Look for a concentrated list of contacts. You can typically find them in the yellow pages, trade associations, blogs, websites, forums, trade publications, research institutions. You want to contact them in person or on the phone because you want to have a conversation with them to figure out what issues are on their minds. E-mails don't tend to elicit as much useful responses.
3. Test one value proposition at a time.
You don't want to start out with something you have no chance in delivering. Try to pitch something that differentiates on an aspect of performance, ease of use or price. In different types of markets, different value propositions will work. Also, different people have different pains. Some pains are so great that people don't really care how much the cost is as long as the product works well, such as effective diagnostics or treatments for early detection of esophageal cancer, sepsis, heart disease, etc. Some things are commoditized such that you can only compete based on brand or price such as tooth paste, paper, soap. You get the idea. Think of how you can compete, and try out one thing at a time.
4. Interview them and try to sell them your vaporware.
The point of this is to try to make a sale, or at least progress the sales process. You can't just get people interested, but figure out if they will pay you for your efforts. "Would you pay $20 per year if you could get online e-mail service with 50 gigs of storage and keep your old e-mail address? Why/why not? What if it was 100 gigs? What if it was $5/year? What if it had no ads? What do you use now? What do you like/dislike about it? What kind of service/product do you think we should focus on? What do you think people will pay for?" This is the most useful step to figure out what their priorities are, and reaffirm that your assumptions are correct.
5. Listen carefully...restructure your pitch.
Mostly this is looking at notes from previous interviews and trying out different value propositions and pitches for the next interviews.
6. Can you make a profit?
This is not just Price - Cost of Product = Profit. Many entrepreneurs forget distribution costs and cost of acquiring new customers.
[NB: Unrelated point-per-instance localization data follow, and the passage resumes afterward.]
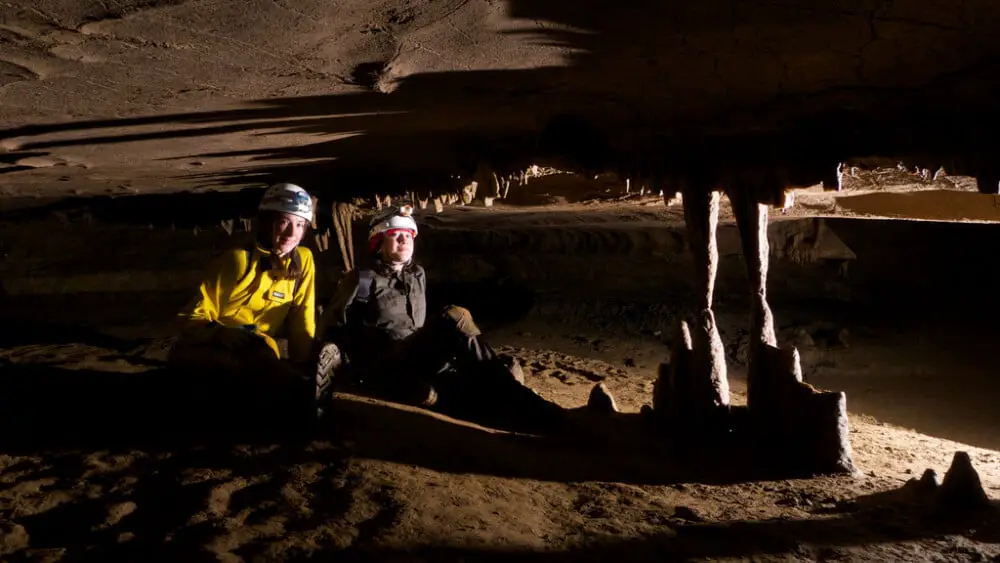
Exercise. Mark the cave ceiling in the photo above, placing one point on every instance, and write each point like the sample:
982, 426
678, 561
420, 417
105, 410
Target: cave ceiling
347, 96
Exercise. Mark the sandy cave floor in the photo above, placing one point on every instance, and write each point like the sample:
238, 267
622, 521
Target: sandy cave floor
454, 491
389, 482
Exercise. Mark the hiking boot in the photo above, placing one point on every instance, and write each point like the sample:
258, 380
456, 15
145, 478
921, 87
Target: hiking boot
327, 365
513, 365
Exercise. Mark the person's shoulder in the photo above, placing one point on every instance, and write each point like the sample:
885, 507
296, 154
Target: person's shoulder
417, 270
234, 257
305, 255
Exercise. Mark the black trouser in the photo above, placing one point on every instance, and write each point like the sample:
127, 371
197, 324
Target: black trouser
450, 356
248, 383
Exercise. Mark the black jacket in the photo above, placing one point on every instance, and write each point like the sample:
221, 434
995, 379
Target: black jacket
374, 304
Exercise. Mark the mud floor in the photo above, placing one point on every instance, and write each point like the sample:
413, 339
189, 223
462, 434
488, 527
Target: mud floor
100, 460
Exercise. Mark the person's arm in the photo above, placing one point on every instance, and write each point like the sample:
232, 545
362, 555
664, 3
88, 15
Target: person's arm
335, 316
302, 318
201, 315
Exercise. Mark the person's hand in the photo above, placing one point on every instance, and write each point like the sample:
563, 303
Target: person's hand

If distributors typically get 50% for a $300 product, can you let distributors make more so they're more incentivized to sell your product over others? Exact numbers are not necessary, but it is good to understand how profitable it could be. Also look at the number of sales you need to break even, profit margins to see how feasible your business is.
7. Iterate 3-6 until people like the idea and have people that are willing to pay.
You're not going to get it right the first time. Or probably the second time. Keep iterating through your contacts and ideas until your vaporware sells. You should have at least 5-10 people willing to pay. By this time, you'll know what makes the end users tick, what they value most, and have a good idea of why they want to pay to use your vaporware.
While this certainly does not apply to every start up, it's something to keep in mind.